This week at VMworld 2015, we announced Virtual SAN 6.1, the third-generation of VMware’s hyper-converged infrastructure for VMs. With this release, we are introducing several major enhancements and new capabilities, including support for the latest generation of storage devices, new availability and disaster recovery features, and advanced management and serviceability tools. These capabilities build on top of already proven, best-of-breed performance, scalability and reliability features to provide enterprise-class storage for all virtualized workloads, including Tier-1 production, mission-critical applications, and high availability demanding use cases.
In this article, I want to take a step back and reflect on where we stand with the product today and explore our vision for the future. Caveat: the forward-looking statements in this article do not reflect committed VMware products or features.
As we discussed in the past, the main goal for VMware Virtual SAN, as it is shipping today, is to provide a cost-effective, enterprise-grade storage solution for typical virtualized environments. (The success of the product so far, with 2,000+ customers with production deployments is a testament to the product’s strengths.)
How do those “typical” environments look? They are designed around traditional “monolithic” applications. These are single-binary apps that are designed to do certain tasks and are self-contained in terms of the utilization of libraries and OS features for data access and networking. They are typically designed to run on stand-alone server platforms and, with the exception of a few clustered applications from the likes of Microsoft and Oracle, they are not designed as distributed, fault-tolerant software services.
VMware has been extremely successful to a big extent thanks to VMware vSphere features such as vMotion, DRS, HA, FT and various data protection solutions, which are used to meet the business continuity needs of an IT organization with traditional application which do not have such features natively. All these vSphere features are designed around the notion of a manually managed pool of compute resources, the vSphere cluster. A shared storage backend is a prerequisite to enable these features and management workflows. That’s exactly what VMware Virtual SAN does using a hyper-converged architecture – it aggregates the local storage devices of all the hosts in a cluster and makes them appear as a shared data store, accessible by all hosts in the cluster.
Storage Infrastructure Management (Today)
Given the primary use cases for VMware Virtual SAN today, we made some packaging decisions for the current product. First and foremost, we decided to make the Virtual SAN cluster to be the same as the vSphere cluster. This is not an inherent technology property, but makes management and integration with vSphere much easier.
- The user does not have to configure and manage storage clusters vs. compute clusters and then deal with all the complexity of what host accesses what Virtual SAN datastore. It is exactly the SAN management complexity such as zoning and fencing we are tackling with Virtual SAN after all!

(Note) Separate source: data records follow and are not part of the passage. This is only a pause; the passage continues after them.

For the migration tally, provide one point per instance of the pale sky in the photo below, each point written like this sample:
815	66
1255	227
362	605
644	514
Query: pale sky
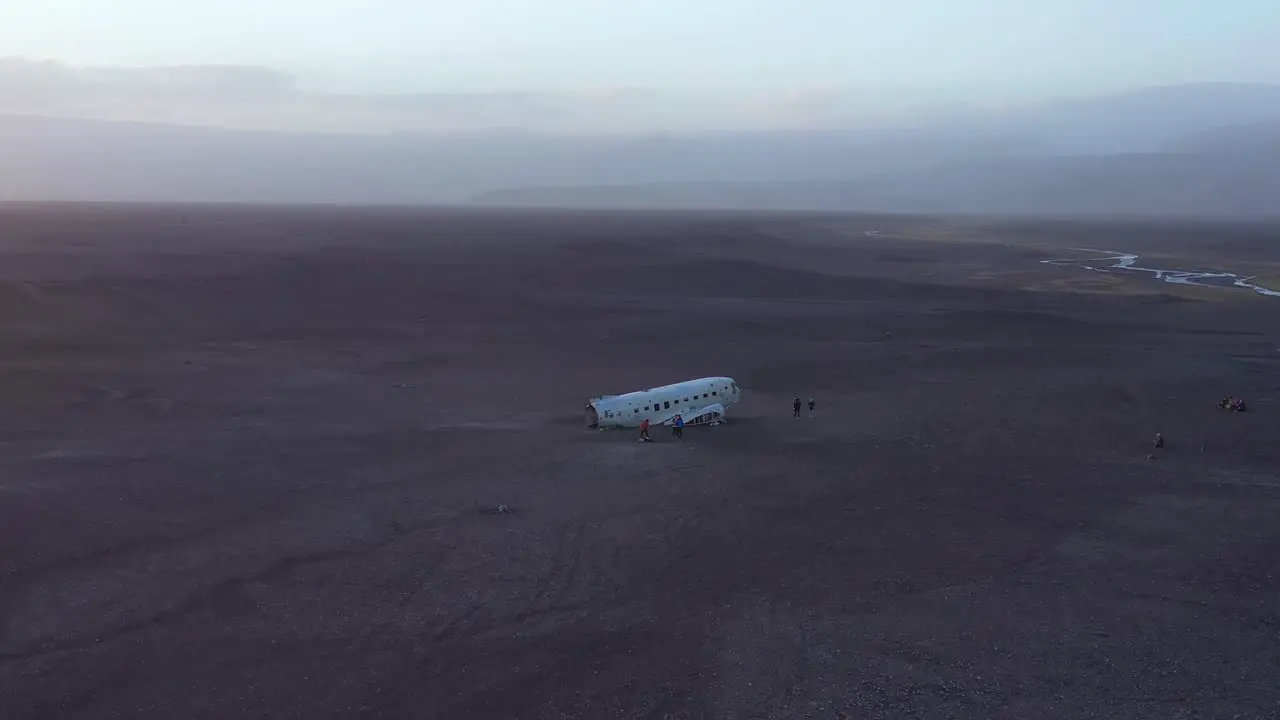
950	46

- It facilitates seamless integration with key management workflows like Upgrades, Maintenance Mode, HA, over-provisioning for emergencies, etc. Even basic tasks such as automatically claiming disks have simpler semantics.
- All existing vSphere APIs and management workflows just work! We just extend existing APIs or add a few new ones for storage purposes.
- The consistency of compute and storage cluster membership simplifies the monitoring and troubleshooting of one’s infrastructure. It facilitates re-use of existing mechanisms such as vCenter alarms and tasks.
Storage Consumption Model (Today)
The predominant way for VMs to consume storage today is in the form of Virtual SCSI (VSCSI) Disks. This is the trick to ensure that any legacy application can run on any storage backend without compatibility concerns. In fact, VMware and all other virtualization vendors have IP to efficiently emulate SCSI controllers and devices in their hypervisors. Again, the Virtual SAN product has been packaged to support VMs and VSCSI disks. But with a very important new twist: fine-grained policy-based storage provisioning and management (SPBM).
In Virtual SAN, every VM or even every individual VMDK (VSCSI disk) is provisioned with its own individualized QoS properties. The user specifies, in the form of a policy, what they want and then Virtual SAN automatically decides how to distribute each VMDK in the cluster and what resources to assign to meet the user’s requirements: capacity, flash space for caching and performance, number of replicas for availability, number of stripes, etc.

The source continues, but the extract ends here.